Pushy waiters deter diners from leaving tips

By Melodie Michel contact

- Last updated on GMT

Over-attentive waiting staff deter diners from leaving tips
Over-attentive waiting staff deter diners from leaving tips

Related tags: Customer service, Social media, Restaurant, Customer

Over-attentive waiting staff has been named as the most irritating practice in British restaurants in a survey commissioned by restaurant critic Barry Verber.

Nearly half (49 per cent) of the 894 diners surveyed said that servers topping up already full glasses of wine, take away plates while they are still chewing or repeatedly interrupting to ask if everything is okay deterred them from leaving a tip.

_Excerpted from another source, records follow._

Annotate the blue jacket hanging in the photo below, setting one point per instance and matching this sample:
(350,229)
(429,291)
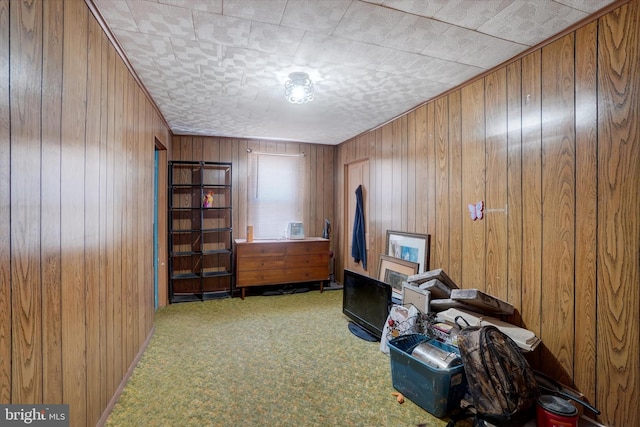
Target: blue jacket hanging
(358,241)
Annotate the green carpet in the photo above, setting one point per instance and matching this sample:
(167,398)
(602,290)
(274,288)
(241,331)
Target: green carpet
(286,360)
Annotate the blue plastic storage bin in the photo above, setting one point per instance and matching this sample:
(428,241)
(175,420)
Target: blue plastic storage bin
(437,391)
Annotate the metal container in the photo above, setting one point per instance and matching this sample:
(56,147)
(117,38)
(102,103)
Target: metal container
(435,356)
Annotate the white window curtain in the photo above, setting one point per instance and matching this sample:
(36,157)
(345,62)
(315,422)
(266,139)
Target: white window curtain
(276,187)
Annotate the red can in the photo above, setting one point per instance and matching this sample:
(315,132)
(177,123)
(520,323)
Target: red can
(553,411)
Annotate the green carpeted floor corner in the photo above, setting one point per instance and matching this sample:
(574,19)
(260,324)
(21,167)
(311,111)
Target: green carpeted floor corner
(286,360)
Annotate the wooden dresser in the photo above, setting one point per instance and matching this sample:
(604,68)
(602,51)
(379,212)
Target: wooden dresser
(273,262)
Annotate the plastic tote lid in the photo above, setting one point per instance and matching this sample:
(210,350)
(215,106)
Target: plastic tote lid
(557,405)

However, ‘uncaring’ waiters were also named as an annoyance for a third of diners, while an untidy appearance, coughing while serving and body odour were unpleasant to a minority of respondents.

In-house reaction

In 95 per cent of cases, guests who have had a bad experience because of customer service or other diners don’t leave a tip, and 41 per cent of them post a message on Twitter or Facebook while still in the restaurant.

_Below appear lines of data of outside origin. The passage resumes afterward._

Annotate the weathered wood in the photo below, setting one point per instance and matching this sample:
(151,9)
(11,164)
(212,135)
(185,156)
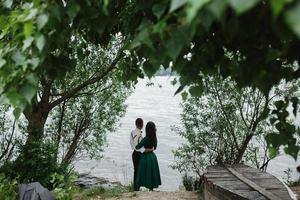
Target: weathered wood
(256,187)
(241,182)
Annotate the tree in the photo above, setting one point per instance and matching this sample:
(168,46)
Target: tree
(8,137)
(265,35)
(225,126)
(79,126)
(196,36)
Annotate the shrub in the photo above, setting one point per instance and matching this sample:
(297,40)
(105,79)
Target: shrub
(188,182)
(8,188)
(64,188)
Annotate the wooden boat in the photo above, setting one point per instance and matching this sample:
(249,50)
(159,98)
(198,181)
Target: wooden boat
(241,182)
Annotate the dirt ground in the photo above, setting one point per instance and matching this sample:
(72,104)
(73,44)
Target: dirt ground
(296,190)
(145,195)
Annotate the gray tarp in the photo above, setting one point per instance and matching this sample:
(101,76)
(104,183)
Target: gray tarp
(34,191)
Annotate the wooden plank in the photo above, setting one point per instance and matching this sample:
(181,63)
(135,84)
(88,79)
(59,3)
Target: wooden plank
(253,185)
(251,194)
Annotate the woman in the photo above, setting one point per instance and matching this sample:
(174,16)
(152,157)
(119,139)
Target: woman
(148,171)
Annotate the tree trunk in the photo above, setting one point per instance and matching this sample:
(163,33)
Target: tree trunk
(243,148)
(36,118)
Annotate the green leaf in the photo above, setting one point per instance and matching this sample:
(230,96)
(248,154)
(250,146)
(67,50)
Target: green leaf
(277,6)
(34,62)
(17,112)
(179,89)
(32,79)
(2,62)
(241,6)
(40,42)
(72,9)
(217,7)
(158,10)
(19,58)
(196,90)
(184,95)
(292,17)
(175,4)
(279,104)
(8,3)
(27,42)
(194,7)
(42,21)
(28,28)
(295,101)
(32,13)
(28,91)
(273,152)
(292,150)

A third of respondents said they shared their experience on social media or left a negative review on TripAdvisor after getting home, and none of them would return to the venue.

Balanced customer service

“The research reveals that while it’s important for waiters not to neglect customers, being too eager to please can prove even more annoying.

“Dining out should be a time to relax and enjoy good food with pleasant company, so it’s not surprising that having a meal constantly interrupted leaves a bad taste in many diners’ mouths.

“Restaurant owners who want to stay in business would be wise to make sure their customer service is as appealing as their menu, as it’s clear from the study that Brits don’t give second chances,” said Verber.

‘Great restaurants’

According to the diners surveyed, a good restaurant has attentive, professional and friendly staff with extensive product and menu knowledge.

In these ‘great restaurant’, all respondents had left a 10 per cent tip and thanked the staff personally.

Almost a quarter (23 per cent) wrote a positive review on Tripadvisor, 31 per cent shared their experience on a social media network, 88 per cent vowed to return, and all recommended the venue to family and friends.

Verber added: “The rise of social media has changed the face of dining out forever as it’s now much easier to read about diners’ experiences, good and bad.

“Restaurants need to fully consider the impact of negative reviews in a social context as personal recommendation and word-of-mouth are key to driving new business.”